あの人たちには、幻想としての旧制高校があると思うんですよ。「旧制高校時代、われわれはドイツ語で原書を読んだ」とか「理系でもデカルトは高校のときに読んだ」といったイメージです。さらに、「トータルにものを見るためには、断片的な知識ではなく哲学がいる」といった過剰な哲学幻想がある。でも、本気で哲学をやった人なんてそんなにいない。
山折:ほとんどいない(笑)。
鷲田:結局、彼らは幻想で言っているだけですよ。私が皮肉だと思うのは、戦前の旧制高校的な教養観の中で、経済はバカにされていたということです。
つまり、旧制高校の連中というのは、一方では官僚になり、国を支えるエリートたち、もう一方は、文化人というか、国家を超えたコスモポリタンとしてのエリート。これは白樺派が典型です。そんな中で、政治的に根回しをしたり、おカネを集めてきたり、といった政治家的、経営者的なものは、ある種、疎外されていました。
昭和の10年代に、三木清は、政治を軽蔑して文化を重んじる文化主義的に偏向した教養主義を、明治の福澤諭吉をはじめとする言論人や経済人の教養思想への反動としてとらえました。彼の「読書遍歴」という文章の中ではこう書かれています。「この教養の観念はその由来からいって文学的乃至哲学的であって、政治的教養というものを含むことなく、むしろ意識的に政治的なものを外面的なものとして除外し排斥していたということができる」と。
大正時代、あるいは戦前の教養の特徴は、実用的な知識をものすごく軽蔑していたことです。それは教養を考えるときに、とてもいびつなことだと思っています。つまり、庄屋の人たちが代々血を出さずに店を守っていくときや、あるいは渋沢栄一が典型ですけれども、この国に本当に必要な環境、施設、機関が何かを考えて、ビジネスを起こしていくときには、ものすごく教養が働いていたはずです。それなのに、戦前の教養主義は、ある種それを侮蔑していたのです。
もうひとつ、これは東大の苅部直教授が言っていましたが、戦前の教養主義の教養はすごくドイツ的で文化偏重の教養。だからデカンショ、ゲーテ、シェークスピアといった話になってくる。
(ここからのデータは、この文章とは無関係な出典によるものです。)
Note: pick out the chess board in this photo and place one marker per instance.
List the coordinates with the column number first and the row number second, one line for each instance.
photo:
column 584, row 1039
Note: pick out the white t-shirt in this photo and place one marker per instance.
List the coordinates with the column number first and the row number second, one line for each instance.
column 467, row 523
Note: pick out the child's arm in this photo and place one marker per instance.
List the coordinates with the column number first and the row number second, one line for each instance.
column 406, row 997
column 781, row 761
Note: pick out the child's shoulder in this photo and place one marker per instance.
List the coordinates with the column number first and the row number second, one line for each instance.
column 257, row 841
「文明」に対する「文化」(クルトゥーア)の偏重です。
それに対しフランスでは、市民教育の一環としての教養がすごく大事にされていて、教養教育の主眼は、市民としての成熟(シトワイアン)、よき優れた市民になることに置かれています。日本の教養主義の中には、そうしたフランス的教養というものがあまりない。今でも、フランスに行ったら高校で哲学の授業をやっていますし、行政のプロを養成する大学院でも哲学論文が必須となっています。
彼らにとってはよき市民をつくる、その人たちからよき政治家を生み出すという意味で、政治的な手法なども含めて教養だという概念が浸透しています。だから、フランスの政治家はシラクもそうですけれども、ものすごく教養があるじゃないですか。日本についても詳しいですし。
山折:ミッテランもそうでしたね。